髓核细胞功能丧失是椎间盘退变（IDD）的主要病理学基础，其具体分子机制尚待阐明。糖酵解代谢失衡对髓核细胞功能有显著负面影响。课题组前期发现，临床退变髓核组织存在细胞外基质硬度增高并伴有分解代谢激活的特征。预实验结果显示，基质硬度的增高激活髓核细胞内糖酵解并促进退变表型，其机制可能是通过诱导机械感受因子MRTF-A的核转位进而抑制代谢催化酶AMPD1所实现；阻断MRTF-A或过表达AMPD1则抑制糖酵解。据此项目组提出假说：退变椎间盘中增加的基质硬度可通过MRTF-A/AMPD1信号过度激活髓核细胞内糖酵解导致代谢失衡，加速椎间盘退变。本研究拟采用硬度梯度水凝胶、IDD动物模型及MRTF-A基因敲除小鼠，结合病毒转染、免疫共沉淀测序和位点敲除等技术分别从分子、细胞和动物水平解析基质硬度对糖酵解和IDD发生发展的影响及相关信号通路的调控作用，为IDD防治提供新靶点。
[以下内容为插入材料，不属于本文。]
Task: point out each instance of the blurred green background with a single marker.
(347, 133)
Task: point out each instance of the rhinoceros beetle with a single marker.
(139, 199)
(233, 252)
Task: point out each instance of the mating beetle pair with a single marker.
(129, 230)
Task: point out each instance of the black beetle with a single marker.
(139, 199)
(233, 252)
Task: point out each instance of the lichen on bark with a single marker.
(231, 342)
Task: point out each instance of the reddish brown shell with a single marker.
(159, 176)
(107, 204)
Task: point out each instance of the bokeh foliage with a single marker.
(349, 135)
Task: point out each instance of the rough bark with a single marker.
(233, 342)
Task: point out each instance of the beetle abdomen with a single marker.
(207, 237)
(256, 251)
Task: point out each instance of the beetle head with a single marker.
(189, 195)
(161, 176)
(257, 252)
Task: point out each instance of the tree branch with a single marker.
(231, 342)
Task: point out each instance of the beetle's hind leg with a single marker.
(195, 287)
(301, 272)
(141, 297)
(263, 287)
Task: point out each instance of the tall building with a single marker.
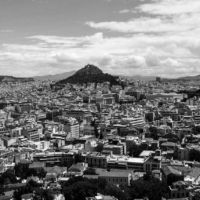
(158, 79)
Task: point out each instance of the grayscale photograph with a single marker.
(99, 99)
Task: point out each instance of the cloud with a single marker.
(124, 11)
(165, 42)
(170, 7)
(6, 31)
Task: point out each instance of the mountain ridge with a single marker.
(90, 74)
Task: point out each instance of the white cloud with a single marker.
(170, 7)
(166, 43)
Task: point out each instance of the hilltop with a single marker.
(90, 74)
(55, 77)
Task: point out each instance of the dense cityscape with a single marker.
(97, 141)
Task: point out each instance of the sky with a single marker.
(122, 37)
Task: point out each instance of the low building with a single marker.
(116, 177)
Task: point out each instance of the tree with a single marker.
(172, 178)
(152, 189)
(80, 190)
(115, 191)
(99, 147)
(90, 171)
(7, 178)
(194, 155)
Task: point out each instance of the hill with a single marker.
(138, 77)
(185, 78)
(55, 77)
(90, 74)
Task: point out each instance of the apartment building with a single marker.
(116, 178)
(53, 158)
(96, 159)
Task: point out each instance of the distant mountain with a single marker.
(185, 78)
(90, 74)
(6, 79)
(55, 77)
(138, 77)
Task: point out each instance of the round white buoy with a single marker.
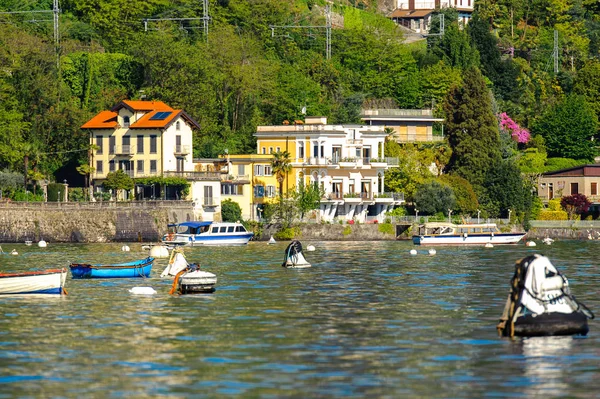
(159, 251)
(143, 291)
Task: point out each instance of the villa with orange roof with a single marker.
(151, 139)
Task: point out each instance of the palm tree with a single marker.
(281, 165)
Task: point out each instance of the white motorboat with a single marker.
(207, 233)
(443, 233)
(189, 279)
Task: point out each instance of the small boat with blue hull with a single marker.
(443, 233)
(138, 268)
(50, 281)
(207, 233)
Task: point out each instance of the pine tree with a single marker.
(472, 129)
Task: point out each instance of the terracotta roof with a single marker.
(142, 106)
(104, 120)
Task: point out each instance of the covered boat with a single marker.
(293, 257)
(51, 281)
(443, 233)
(138, 268)
(540, 302)
(207, 233)
(189, 279)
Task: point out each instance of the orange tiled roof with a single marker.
(143, 106)
(156, 119)
(104, 120)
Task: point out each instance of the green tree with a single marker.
(472, 129)
(434, 197)
(230, 211)
(568, 128)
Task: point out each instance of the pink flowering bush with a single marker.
(507, 125)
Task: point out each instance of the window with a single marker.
(99, 142)
(574, 188)
(140, 144)
(153, 144)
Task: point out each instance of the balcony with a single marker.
(128, 150)
(182, 149)
(195, 175)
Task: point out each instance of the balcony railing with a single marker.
(195, 175)
(182, 149)
(124, 149)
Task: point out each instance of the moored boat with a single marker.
(188, 278)
(51, 281)
(540, 302)
(138, 268)
(443, 233)
(207, 233)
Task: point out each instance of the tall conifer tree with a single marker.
(472, 129)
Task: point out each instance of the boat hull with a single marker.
(470, 239)
(196, 240)
(141, 268)
(44, 282)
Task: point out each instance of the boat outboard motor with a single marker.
(294, 258)
(540, 302)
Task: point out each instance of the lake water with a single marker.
(367, 320)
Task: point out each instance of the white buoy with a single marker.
(143, 291)
(159, 251)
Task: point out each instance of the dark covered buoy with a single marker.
(540, 302)
(294, 258)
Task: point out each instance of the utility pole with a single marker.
(205, 20)
(555, 52)
(327, 28)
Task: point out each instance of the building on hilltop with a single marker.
(416, 14)
(346, 161)
(408, 125)
(148, 139)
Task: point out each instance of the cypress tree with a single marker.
(472, 129)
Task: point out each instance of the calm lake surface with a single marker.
(367, 320)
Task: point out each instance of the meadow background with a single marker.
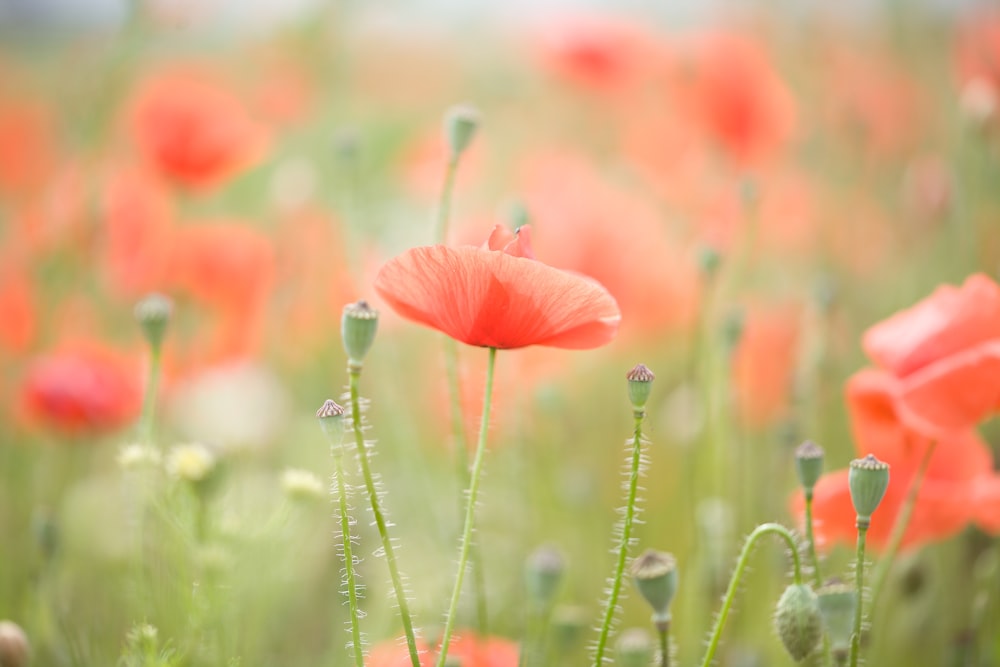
(756, 189)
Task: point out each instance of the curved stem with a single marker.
(376, 504)
(630, 511)
(352, 591)
(884, 565)
(734, 581)
(470, 510)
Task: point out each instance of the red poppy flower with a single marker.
(472, 651)
(495, 296)
(192, 131)
(83, 387)
(945, 352)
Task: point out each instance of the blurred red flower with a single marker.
(81, 387)
(945, 353)
(496, 296)
(470, 650)
(193, 131)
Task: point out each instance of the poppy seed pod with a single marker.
(868, 479)
(798, 621)
(655, 575)
(809, 465)
(153, 315)
(357, 327)
(460, 126)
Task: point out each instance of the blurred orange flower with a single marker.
(81, 387)
(193, 131)
(945, 353)
(496, 296)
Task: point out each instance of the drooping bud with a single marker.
(460, 125)
(837, 605)
(809, 465)
(14, 647)
(798, 621)
(640, 383)
(153, 315)
(543, 574)
(655, 575)
(868, 479)
(357, 327)
(331, 420)
(635, 648)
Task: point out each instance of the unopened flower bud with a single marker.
(798, 621)
(868, 479)
(14, 647)
(153, 315)
(640, 383)
(460, 126)
(543, 573)
(837, 606)
(655, 575)
(635, 648)
(809, 465)
(357, 327)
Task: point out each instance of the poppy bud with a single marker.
(153, 315)
(543, 573)
(655, 575)
(331, 420)
(798, 621)
(14, 647)
(809, 465)
(357, 327)
(837, 606)
(640, 381)
(635, 648)
(460, 125)
(868, 479)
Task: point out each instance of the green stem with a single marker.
(470, 510)
(352, 592)
(881, 570)
(734, 581)
(376, 504)
(630, 511)
(859, 569)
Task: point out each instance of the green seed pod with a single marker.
(153, 315)
(640, 383)
(837, 605)
(357, 327)
(809, 464)
(868, 479)
(798, 621)
(635, 648)
(655, 575)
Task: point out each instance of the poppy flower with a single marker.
(945, 353)
(192, 131)
(82, 387)
(497, 296)
(470, 650)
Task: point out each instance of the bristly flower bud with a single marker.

Nucleus pulposus cell dysfunction is the main pathological feature of intervertebral disc degeneration (IDD). However, the underlying molecular mechanisms remain to be explored. The imbalanced glycolysis has a marked negative impact on the function of nucleus pulposus cells. Our previous studies demonstrated that the clinical nucleus pulposus degeneration was characterized by increased matrix stiffness and activated catabolic metabolism. Furthermore, preliminary data showed that matrix stiffness downregulated the expression of AMPD1 and promoted glycolysis and degenerative phenotype in nucleus pulposus cells by translocating mechanical sensing factor MRTF-A, and silencing MRTF-A or overexpressing AMPD1 inhibited glycolysis. Therefore, we propose that the increased matrix stiffness in IDD leads to metabolic imbalance by excessive activation of glycolysis in nucleus pulposus cells via the MRTF-A/AMPD1 signaling, thereby accelerating the development of IDD. In this project, we will employ virus transfection, ChIP-Seq, CRISPR-Cas9 and other experimental methods to analyze the impact of matrix stiffness on glycolysis and IDD at animal, cellular and molecular levels. We will also investigate the regulation of associated signaling pathways which will promote the discovery of novel therapeutic targets of IDD.